Second, the differences between institutions are likely to be tiny.  We have no reason to believe a priori that rates differ much by institutions.  Therefore small biases in response patterns might alter the league table (and let’s be honest, even if Ontario doesn’t publish this as a league table, it will take the Star and the Globe about 30 seconds to turn it into one).  But we have no idea what the response biases might be and the government’s methodology makes no attempt to work that out.

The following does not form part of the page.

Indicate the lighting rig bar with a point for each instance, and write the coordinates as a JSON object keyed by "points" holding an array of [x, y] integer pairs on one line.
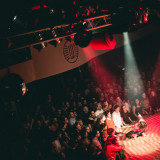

Might people who have been assaulted be more likely to answer than those who did not?  If so, you’re going to get inflated numbers.  Might people have reasons to distort the results?  Might a Men’s Rights group encourage all its members to indicate they’d been assaulted to show that assault isn’t really a women’s issue?  With low response rates, it wouldn’t take many respondents to get that tactic to work.

The Government is never going to get accurate overall response rates from this approach.  They might, after repeated tries, start to see patterns in the data: sexual assault is more prevalent in institutions in large communities than in small ones, maybe; or it might happen more often to students in certain fields of study than others.  That might be valuable.  But if the first time the data is published all that makes the papers is a rank order of places where students are assaulted, we will have absolutely no way to contextualize the data, no way to assess its reliability or validity.

At best, if the data is reported system-wide, the data will be weak.  A better alternative would be to go with a smaller random sample and better incentives so as to obtain higher  response rates.  But if it remains a voluntary survey *and* there is some intention to publish on a campus-by campus basis, then it will be garbage.  And garbage data is a terrible way to support good policy objectives.

Someone – preferably with a better understanding of survey methodology – needs to put a stop to this idea.  Now.